Well, yes. Reuters reported Sunday afternoon
President Barack Obama raised anew the issue of cutting entitlements such as Medicare and Social Security as a way out of damaging budget cuts, a White House official said on Sunday, as both sides in Washington tried to limit a fiscal crisis that may soon hit millions of Americans.
Signaling he might be ready to explore a compromise to end automatic spending cuts that began late Friday, Obama mentioned reforming these entitlement programs in calls with lawmakers from both parties on Saturday afternoon.
"He's reaching out to Democrats who understand we have to make serious progress on long-term entitlement reform and Republicans who realize that if we had that type of entitlement reform, they'd be willing to have tax reform that raises revenues to lower the deficit," White House senior economic official Gene Sperling said on Sunday on the CNN program "State of the Union."
As we've all come to know, "reform" of entitlements always means a cut in earned benefits. To conservatives and the neo-liberals who dominate this Administration, the terms "Social Security" and Medicare" are the words that dare not to be uttered.
Not so for House Democrats, most of whom in mid-February sent to the White House a letter "to affirm our vigorous opposition to cutting Social Security, Medicare, or Medicaid benefits in any final bill to replace sequestration."

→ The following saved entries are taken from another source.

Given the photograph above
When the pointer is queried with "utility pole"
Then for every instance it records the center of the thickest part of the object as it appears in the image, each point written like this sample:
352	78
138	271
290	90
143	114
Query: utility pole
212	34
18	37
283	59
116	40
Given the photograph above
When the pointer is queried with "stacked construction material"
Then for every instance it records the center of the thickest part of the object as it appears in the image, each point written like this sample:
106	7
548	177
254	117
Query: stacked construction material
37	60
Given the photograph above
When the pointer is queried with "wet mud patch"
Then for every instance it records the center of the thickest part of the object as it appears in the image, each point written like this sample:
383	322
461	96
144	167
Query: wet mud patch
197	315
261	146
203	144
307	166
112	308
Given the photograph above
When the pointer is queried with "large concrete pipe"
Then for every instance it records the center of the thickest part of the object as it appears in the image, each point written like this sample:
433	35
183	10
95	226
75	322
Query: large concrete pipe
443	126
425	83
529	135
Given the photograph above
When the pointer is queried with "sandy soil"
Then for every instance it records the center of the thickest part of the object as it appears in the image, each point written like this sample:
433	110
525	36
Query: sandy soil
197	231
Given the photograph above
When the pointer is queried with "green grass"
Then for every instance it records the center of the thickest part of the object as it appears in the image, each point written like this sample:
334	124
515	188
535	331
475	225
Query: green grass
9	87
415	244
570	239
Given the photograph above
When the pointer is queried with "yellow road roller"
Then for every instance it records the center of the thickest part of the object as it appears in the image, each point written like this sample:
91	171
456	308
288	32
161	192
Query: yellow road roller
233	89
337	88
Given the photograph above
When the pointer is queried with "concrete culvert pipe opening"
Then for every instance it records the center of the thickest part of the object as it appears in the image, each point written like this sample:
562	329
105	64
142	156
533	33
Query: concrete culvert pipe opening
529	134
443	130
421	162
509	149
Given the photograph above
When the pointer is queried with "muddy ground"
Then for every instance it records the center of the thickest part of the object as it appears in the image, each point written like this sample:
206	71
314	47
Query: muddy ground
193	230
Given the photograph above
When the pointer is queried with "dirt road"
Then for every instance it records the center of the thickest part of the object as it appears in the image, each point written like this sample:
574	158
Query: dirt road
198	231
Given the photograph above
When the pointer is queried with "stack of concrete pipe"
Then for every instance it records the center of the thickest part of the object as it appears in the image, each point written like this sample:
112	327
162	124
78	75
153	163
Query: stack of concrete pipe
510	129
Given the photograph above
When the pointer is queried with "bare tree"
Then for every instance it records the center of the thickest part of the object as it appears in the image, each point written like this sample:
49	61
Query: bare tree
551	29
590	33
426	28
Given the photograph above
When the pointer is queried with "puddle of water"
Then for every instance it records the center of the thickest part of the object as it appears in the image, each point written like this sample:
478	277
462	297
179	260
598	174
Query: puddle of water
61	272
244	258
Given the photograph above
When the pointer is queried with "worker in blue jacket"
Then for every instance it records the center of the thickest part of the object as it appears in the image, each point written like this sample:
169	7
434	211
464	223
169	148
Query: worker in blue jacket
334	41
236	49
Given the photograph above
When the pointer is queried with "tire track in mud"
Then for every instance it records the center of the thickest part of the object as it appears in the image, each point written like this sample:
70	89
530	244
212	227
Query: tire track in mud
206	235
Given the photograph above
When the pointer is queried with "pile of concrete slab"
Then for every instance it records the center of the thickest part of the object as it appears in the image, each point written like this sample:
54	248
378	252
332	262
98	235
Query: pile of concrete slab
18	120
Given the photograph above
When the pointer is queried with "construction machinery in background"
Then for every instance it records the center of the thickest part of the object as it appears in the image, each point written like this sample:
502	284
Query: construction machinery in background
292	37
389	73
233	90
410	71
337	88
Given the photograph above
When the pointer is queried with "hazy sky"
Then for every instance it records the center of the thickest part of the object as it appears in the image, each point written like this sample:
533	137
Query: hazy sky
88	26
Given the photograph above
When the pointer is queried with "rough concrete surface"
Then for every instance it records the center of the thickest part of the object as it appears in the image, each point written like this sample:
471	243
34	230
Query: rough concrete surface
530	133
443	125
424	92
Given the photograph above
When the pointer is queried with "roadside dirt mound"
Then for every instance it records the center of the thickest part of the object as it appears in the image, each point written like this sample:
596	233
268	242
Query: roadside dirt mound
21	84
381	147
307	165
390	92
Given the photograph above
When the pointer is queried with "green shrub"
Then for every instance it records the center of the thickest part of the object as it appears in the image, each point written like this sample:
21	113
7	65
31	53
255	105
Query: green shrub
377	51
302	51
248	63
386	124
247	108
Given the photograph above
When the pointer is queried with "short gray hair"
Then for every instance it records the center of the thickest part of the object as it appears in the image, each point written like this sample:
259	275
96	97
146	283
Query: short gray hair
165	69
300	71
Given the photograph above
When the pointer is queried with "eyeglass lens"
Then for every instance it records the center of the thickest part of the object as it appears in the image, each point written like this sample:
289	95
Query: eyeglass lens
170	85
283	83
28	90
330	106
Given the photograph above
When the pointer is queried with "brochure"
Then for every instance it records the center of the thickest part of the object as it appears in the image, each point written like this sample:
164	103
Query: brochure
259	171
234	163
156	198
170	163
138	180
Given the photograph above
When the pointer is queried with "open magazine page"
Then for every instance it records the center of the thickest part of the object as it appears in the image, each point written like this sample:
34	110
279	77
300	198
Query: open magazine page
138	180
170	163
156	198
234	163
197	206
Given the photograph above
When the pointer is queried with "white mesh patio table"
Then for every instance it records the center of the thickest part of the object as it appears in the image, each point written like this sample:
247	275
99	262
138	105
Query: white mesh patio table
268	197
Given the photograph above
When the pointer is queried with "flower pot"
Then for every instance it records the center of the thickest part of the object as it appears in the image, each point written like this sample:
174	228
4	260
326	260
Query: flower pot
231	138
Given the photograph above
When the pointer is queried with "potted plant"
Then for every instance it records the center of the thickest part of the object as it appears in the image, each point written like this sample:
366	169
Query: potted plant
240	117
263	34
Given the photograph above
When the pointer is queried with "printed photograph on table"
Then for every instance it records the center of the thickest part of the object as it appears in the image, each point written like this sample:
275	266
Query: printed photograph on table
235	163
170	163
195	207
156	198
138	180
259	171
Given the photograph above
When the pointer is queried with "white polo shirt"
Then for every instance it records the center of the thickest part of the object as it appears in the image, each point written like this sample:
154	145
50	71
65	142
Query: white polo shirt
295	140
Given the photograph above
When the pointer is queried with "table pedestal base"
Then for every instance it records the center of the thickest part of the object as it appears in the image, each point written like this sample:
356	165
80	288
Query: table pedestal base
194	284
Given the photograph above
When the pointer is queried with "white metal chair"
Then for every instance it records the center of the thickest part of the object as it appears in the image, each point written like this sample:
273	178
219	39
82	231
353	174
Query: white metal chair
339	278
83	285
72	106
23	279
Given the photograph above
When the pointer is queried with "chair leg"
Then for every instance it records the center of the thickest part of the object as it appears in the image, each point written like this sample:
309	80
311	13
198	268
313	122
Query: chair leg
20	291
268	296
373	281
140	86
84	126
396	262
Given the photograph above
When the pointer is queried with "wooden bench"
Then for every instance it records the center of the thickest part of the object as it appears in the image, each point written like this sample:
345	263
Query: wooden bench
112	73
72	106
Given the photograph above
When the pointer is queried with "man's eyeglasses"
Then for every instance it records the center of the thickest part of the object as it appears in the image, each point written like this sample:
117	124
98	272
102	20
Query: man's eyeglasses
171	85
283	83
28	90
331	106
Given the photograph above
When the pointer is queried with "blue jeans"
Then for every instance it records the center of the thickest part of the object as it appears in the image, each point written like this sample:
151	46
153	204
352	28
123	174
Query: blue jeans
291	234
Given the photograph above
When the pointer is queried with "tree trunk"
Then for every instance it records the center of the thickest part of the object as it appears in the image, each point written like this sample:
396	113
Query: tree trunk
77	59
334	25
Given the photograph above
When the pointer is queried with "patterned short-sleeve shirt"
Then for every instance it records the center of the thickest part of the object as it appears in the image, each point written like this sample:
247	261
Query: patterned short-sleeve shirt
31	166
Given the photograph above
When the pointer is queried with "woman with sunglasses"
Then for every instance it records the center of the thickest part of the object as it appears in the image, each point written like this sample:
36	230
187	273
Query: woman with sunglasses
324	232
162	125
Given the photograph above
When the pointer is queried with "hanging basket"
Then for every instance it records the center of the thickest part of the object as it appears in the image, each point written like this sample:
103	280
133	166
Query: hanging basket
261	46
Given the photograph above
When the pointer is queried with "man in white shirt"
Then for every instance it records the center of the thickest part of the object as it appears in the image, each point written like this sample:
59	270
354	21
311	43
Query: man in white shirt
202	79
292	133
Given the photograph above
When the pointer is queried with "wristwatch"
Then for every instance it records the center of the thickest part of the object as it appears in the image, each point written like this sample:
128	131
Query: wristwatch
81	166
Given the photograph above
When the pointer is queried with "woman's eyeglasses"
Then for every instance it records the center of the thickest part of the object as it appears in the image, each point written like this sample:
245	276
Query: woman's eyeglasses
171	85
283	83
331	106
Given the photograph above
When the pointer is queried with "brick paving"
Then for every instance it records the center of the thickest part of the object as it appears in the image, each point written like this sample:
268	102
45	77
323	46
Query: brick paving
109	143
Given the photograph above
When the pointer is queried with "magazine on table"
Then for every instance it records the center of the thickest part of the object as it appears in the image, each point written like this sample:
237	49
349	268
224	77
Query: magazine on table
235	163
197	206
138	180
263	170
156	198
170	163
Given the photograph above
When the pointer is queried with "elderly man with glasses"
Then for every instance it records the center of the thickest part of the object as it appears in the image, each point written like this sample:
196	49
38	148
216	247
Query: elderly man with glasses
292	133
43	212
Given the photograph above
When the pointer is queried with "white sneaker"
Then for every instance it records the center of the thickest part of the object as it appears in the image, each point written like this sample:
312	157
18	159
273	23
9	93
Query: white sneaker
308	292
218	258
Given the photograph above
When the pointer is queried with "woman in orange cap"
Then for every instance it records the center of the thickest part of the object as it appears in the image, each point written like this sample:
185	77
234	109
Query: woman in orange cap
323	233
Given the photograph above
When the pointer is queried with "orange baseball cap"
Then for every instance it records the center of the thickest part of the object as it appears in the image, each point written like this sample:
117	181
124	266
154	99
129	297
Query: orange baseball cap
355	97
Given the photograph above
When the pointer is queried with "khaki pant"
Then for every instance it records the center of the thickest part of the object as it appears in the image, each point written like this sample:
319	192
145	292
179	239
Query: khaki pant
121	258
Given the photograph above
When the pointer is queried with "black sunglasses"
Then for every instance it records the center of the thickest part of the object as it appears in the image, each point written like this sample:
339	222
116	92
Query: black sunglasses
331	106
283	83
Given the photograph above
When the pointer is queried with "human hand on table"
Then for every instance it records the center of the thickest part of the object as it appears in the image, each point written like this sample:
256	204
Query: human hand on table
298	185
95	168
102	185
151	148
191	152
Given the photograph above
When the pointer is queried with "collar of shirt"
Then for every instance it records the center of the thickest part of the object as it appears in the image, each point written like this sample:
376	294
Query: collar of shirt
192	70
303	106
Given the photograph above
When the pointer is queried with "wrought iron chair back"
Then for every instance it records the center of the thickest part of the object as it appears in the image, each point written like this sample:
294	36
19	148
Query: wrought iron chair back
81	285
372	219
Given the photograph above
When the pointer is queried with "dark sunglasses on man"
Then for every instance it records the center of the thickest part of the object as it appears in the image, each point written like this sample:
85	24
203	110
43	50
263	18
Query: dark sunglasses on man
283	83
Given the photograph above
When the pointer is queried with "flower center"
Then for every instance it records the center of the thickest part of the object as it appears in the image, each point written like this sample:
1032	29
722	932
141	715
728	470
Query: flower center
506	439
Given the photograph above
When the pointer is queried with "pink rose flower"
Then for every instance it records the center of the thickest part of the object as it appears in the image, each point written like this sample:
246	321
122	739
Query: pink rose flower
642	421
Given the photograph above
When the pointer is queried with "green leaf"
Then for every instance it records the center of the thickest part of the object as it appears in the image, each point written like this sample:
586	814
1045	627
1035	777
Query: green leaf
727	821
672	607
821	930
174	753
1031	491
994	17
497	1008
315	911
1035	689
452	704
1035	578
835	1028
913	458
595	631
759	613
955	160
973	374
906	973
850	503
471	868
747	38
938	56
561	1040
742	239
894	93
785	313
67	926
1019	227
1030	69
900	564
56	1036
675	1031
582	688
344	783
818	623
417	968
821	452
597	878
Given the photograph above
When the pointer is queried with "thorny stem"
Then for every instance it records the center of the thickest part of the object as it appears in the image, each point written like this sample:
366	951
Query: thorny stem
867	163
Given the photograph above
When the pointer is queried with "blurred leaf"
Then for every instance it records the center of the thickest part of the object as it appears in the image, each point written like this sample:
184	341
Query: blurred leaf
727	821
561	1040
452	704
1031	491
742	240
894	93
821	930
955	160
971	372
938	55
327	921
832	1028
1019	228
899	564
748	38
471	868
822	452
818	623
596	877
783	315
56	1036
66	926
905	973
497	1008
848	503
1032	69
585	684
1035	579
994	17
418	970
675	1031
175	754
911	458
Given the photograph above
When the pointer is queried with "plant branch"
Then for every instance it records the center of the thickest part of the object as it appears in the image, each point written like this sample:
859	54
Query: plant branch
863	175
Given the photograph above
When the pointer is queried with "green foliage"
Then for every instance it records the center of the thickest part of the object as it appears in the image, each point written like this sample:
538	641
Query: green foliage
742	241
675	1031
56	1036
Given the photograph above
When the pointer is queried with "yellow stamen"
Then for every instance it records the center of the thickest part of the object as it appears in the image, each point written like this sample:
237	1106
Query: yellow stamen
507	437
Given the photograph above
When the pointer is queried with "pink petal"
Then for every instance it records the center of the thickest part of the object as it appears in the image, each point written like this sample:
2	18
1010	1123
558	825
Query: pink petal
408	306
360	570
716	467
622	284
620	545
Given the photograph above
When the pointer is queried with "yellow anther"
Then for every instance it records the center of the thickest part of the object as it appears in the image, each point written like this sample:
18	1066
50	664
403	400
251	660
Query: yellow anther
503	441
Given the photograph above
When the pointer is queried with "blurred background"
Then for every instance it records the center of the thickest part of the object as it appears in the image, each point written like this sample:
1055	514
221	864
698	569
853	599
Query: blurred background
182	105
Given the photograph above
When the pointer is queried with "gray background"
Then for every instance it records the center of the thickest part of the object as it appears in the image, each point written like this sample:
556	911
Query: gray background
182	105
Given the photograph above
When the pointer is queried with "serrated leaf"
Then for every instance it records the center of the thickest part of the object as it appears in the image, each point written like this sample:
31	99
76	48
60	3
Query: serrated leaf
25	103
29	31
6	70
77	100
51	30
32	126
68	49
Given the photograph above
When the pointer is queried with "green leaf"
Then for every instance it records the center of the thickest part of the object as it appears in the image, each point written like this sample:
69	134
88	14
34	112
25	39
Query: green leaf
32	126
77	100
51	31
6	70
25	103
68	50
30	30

"Vigorous opposition." Huh. Soon afterward, two members of the Congressional Progressive Caucus composed a letter pledging addressed a letter to the White House vowing they " will vote against any and every cut to Medicare, Medicaid, or Social Security benefits -- including raising the retirement age or cutting the cost of living adjustments that our constituents earned and need." Ten days after it was first circulated among their colleagues, the letter had been signed by only 16 of 54 members of the Caucus, as well as five other members of the House of Representatives.
A majority- 107- of House Democrats told the President they "remain deeply opposed to proposals to reduce Social Security benefits through use of the chained CPI" and "to increase Medicare cost-sharing requirements or to raise the age of eligibility." They proceeded to " urge you to reject any proposals to cut benefits..." Later asked to promise to "vote against any and every cut" to entitlements, the numbers plummeted by nearly 500%.
Fortunately, President Obama isn't offering Republicans a 500% cut in earned benefits. But he is setting up members of his own caucus to approve reductions in Social Security and Medicare in what the media will term a "compromise" and Obama will sell to fellow Democrats as a victory, much the way he sold Rube Goldberg health care reform as a great accomplishment. That goal was facilitated by the actions of President Obama who, in Dean Baker's words, "decided to play deficit reduction games rather than being truthful about the state of the (faltering) economy."
Echoing Perlstein, one of the smartest people in American politics, Paul Begala, cites Obama's "faith in the reasonableness of others" and finds his "cardinal political error has been that at times he seems to lack the imagination to even conceptualize how truly nihilistic, irresponsible, partisan, and, yes, crazy his Republican opponents are."
But Begala recognizes also the President "is nothing if not smart." He is "nothing if not smart" and knows where he is taking the country, even if some members of his Party haven't figured it out yet.